Teacher Lauren LaMay likes her 2015 Volkswagen Golf. Sophomore Katia Dahmani sat down with teacher Daniel Neukom to discuss suitable cars, including the Golf, for teenage drivers.

Teacher Daniel Neukom recommends fresh wheels for student drivers

With the help of Daniel Neukom, history teacher and car enthusiast, I compiled this list of cars that are best for teen drivers.

 “I’m a great advocate of sensible vehicles, especially for new-ish drivers,” Neukom said.  

He does not recommend high performance, very large or small vehicles for teen drivers. 

After my interview, I collected information about the cars he recommended from the Kelley Blue Book.

Insurance prices are dependent on the driver’s place of residence and their family’s insurance plan.

2015 Ford Focus

A perfect match of fuel efficiency and exterior styling starting at $19,785, the Focus is a  bargain car that’s more than acceptable in driving dynamics,  Neukom said.

The most spacious car on the list, the Focus has five-person seating and a large trunk.

The Focus also has the economical feature of good mileage. It gets 26 mpg in the city and 36 mpg on the highway.

Also available is a six-speed automatic transition (for an additional $1,095, according to Kelley Blue Book).

Parents can be happy with the safety since the car has traction control and six different airbags.

If you want a comfortable ride with ample space and fuel efficiency paired with a modern design, the Focus is a bargain choice.

In fact, Neukom’s daughter Francie, ‘04, drives a fairly recent Ford Focus.

“Obviously I stand by this car, since my daughter drives it,” Neukom said.

2015 Volkswagen Golf and Jetta 

These cars have a starting price of $17,035 and $18,815 (the Jetta being the cheaper vehicle).

The Golf is a two-door, hatchback that, along with the Volkswagen Jetta, gets 25 mpg in the city.

The Golf gets 37 mpg on the highway and the Jetta 34 mpg.

Parents will be happy to hear that the Jetta’s safety features were upgraded for the 2015 models. Now the car has optional forward-collision warning and blind-spot detection features.

One of the most attractive features of the Golf is its trunk space – a full 52.7 cubic feet with the rear seats down.

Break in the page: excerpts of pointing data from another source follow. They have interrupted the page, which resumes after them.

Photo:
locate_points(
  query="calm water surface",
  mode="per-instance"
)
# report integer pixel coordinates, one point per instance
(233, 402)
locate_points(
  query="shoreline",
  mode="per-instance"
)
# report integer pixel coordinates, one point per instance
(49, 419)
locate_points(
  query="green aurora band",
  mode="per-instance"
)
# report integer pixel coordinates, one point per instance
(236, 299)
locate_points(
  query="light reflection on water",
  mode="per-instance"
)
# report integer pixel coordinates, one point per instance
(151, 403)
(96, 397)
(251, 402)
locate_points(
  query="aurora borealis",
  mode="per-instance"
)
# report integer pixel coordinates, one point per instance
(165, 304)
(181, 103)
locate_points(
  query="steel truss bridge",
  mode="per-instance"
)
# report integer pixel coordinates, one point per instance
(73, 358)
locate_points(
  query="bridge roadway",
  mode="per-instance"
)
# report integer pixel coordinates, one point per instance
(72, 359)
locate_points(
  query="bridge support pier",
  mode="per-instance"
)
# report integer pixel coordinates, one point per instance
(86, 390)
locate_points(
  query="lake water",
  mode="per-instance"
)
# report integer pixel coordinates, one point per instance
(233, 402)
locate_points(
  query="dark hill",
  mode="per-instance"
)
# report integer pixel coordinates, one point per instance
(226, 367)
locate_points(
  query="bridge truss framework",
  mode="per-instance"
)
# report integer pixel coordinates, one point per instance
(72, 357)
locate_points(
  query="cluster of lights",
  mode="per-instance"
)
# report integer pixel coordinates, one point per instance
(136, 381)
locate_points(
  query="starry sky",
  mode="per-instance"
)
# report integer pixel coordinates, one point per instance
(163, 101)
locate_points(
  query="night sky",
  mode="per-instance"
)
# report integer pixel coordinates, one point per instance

In addition to enormous trunk space, the Golf is a  PZEV (Partial Zero Emission Vehicle), making it a great buy for environmentally aware teens.

According to Neukom, not only do PZEV cars create little pollution, they also include long powertrain warranties that can last 10-15 years (this feature saves you money if your car has mechanical problems).

The Golf has the most up-to-date technology of all the cars on the list. It may not look like it’s a sophisticated car on the outside, but it is on the inside, Neukom said.

The Jetta is the sedan equivalent of the Golf, Neukom said.

2015 Honda Civic and Honda Accord

The 2015 Honda Civic sedan comes in two options: an automatic CVT (continuously variable transmission) ($20,125) or a manual six-speed transmission ($19,325).

The four-cylinder CVT has better gas mileage, with 30 mpg in the city and 39 mpg on the highway, while the four-cylinder manual gets 28 mpg in the city and 36 mpg on the highway.

Not only are the Civics highly reliable and economical cars, they also maintain strong resale value, according to Kelley Blue Book editor Keith Buglewicz.

Both Civics come with pre-installed Pandora Internet radio, Bluetooth, five-inch screen and rearview camera.

Like the Civic, the Accord sedan comes in two options: a six-speed manual or automatic CVT.

The Accord is a larger car for those who need more space, a full size bigger than the Civic. Consequently, the Accord is the priciest option on the list, starting at $23,740.

The spacious, four-door, four-cylinder sedan gets 27 mpg in the city and 36 mpg on the highway.

The 2015 Accord received a 9.5/10 Kelley Blue Book Expert Rating, due to its sleek design, high resale value, impressive interior and exterior equipment, and engine.

The sedan comes with Pandora, Bluetooth ,USB input, and an eight-inch screen with a rearview camera.